Paul Zimmet, AO, MD, PhD, is professor of diabetes at Monash University in Australia and co-director of the Sagol Center for Epigenetics of Aging and Metabolism at Tel Aviv Medical Center in Israel. Disclosure: Zimmet reports no relevant financial disclosures.

PAGE BREAK

COUNTER

No. Metabolic associations with clock gene abnormalities are simply that — associations. It is not cause and effect.

Robert H. Eckel

Metabolic syndrome has had many definitions over the years, and, no question, this has been confusing. Nevertheless, while confusion around the diagnosis may continue, that does not mean the name “metabolic syndrome” should be put on the shelf, so to speak.

When my colleagues and I authored a consensus statement endorsing harmonized metabolic syndrome criteria, in 2009 (Alberti KG, et al. Circulation. 2009;doi:10.1161/CIRCULATIONAHA.109.192644), we stated that, independent of weight and BMI, visceral adiposity measured by waist circumference trumps every other simple measurement of body composition to assess CVD risk. We knew from the very beginning when all of these definitions were ensuing that fasting glucose, which is part of the five-component syndrome definition, is the best predictor of diabetes. Moreover, we never claimed that metabolic syndrome was going to be a better predictor for CVD than the sum of the parts. The metabolic syndrome is not there to replace other risk factors for CVD. Remember, the metabolic syndrome components do not include LDL cholesterol, which is, arguably, one of the best metabolic predictors of CVD risk.

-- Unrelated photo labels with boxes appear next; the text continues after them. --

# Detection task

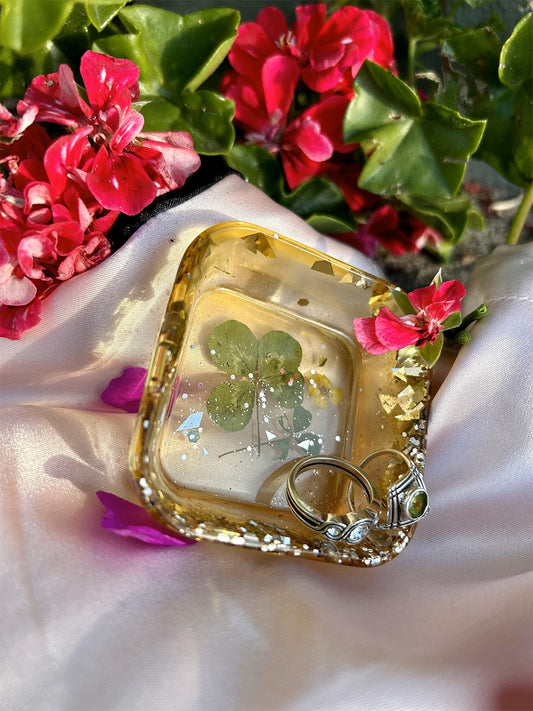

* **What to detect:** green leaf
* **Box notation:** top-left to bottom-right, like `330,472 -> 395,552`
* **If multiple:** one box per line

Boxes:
294,432 -> 322,455
85,0 -> 128,32
292,405 -> 313,432
398,194 -> 484,244
257,331 -> 302,387
418,332 -> 444,368
0,0 -> 90,100
431,269 -> 442,289
207,380 -> 255,432
110,5 -> 240,96
442,27 -> 502,82
208,320 -> 257,377
513,79 -> 533,179
141,90 -> 235,155
344,60 -> 485,198
0,0 -> 74,54
498,12 -> 533,89
227,144 -> 283,201
465,0 -> 494,10
390,289 -> 416,315
307,214 -> 358,235
443,23 -> 533,187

A syndrome is loosely defined as a group of signs or measurements that consistently occur together and are linked by a common mechanism. A syndrome is not a disease. With metabolic syndrome, the pathophysiology seems to be largely attributable to insulin resistance, with excessive flux of fatty acids from adipose tissue that impairs insulin sensitivity in liver and skeletal muscle. The metabolic syndrome is much more than these three of five components we have defined. Clearly, the current definition of at least three out of five is overly simplistic.

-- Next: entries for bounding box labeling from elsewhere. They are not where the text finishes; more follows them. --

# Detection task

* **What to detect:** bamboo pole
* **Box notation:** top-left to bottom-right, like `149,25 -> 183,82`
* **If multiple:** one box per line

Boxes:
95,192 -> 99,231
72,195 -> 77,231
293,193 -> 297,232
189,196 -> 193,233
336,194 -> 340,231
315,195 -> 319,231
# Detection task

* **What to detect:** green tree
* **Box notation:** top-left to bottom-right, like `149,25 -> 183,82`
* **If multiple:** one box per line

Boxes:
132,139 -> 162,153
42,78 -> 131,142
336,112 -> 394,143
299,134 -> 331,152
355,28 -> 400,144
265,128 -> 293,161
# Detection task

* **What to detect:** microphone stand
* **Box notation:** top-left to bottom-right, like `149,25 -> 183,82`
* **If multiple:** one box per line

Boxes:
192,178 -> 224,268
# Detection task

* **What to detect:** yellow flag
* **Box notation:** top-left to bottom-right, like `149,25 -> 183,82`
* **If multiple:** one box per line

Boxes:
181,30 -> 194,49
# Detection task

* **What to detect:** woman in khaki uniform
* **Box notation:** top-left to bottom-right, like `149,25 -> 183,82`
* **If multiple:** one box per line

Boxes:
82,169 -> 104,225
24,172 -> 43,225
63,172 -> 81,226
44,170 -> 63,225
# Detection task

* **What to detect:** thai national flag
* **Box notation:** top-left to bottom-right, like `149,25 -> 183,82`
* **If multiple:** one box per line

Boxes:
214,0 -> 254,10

The name “circadian syndrome” represents an exciting new area of science but says nothing about its actual etiology. Insulin resistance explains most if not all of the components of the metabolic syndrome. Studies do show an impact of the clock gene on behavior, but where does it all begin? Does sleep affect behavior, or does behavior affect sleep? Does sleep affect the clock? Are we referring to the central clock? Are we referring to peripheral clocks, which can operate independently from the central clock? How do these relate? Is this a pathophysiology in itself, or could alterations in clock genes mediate their effect via insulin resistance?

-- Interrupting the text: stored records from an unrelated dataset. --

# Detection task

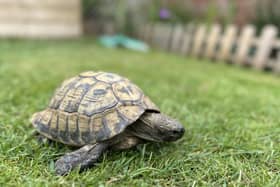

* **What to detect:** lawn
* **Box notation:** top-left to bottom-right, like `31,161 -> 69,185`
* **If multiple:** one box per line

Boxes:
0,38 -> 280,186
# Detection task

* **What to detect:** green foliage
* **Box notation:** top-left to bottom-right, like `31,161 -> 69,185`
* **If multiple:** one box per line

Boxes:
82,0 -> 100,17
254,0 -> 280,32
0,38 -> 280,187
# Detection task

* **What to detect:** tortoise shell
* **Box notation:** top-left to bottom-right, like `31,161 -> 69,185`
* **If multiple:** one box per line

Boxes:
31,71 -> 159,146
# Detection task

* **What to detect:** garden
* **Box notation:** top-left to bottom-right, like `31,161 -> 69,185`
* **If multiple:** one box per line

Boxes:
0,0 -> 280,187
0,38 -> 280,186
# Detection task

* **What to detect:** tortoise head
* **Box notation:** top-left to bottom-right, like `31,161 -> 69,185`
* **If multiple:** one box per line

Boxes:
132,112 -> 185,142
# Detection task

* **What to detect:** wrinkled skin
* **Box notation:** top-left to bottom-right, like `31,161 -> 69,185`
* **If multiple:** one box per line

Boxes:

It is an interesting concept, and I don’t doubt that circadian rhythms are important, but I am not convinced that we need to change the name of the syndrome that has more than 75,000 papers and is well known in the biomedical community.

Robert H. Eckel, MD, is president of Medicine and Science for the American Diabetes Association and professor emeritus of medicine in the divisions of endocrinology, metabolism, diabetes and cardiology at the University of Colorado Denver Anschutz Medical Center. Disclosure: Eckel reports no relevant financial disclosures.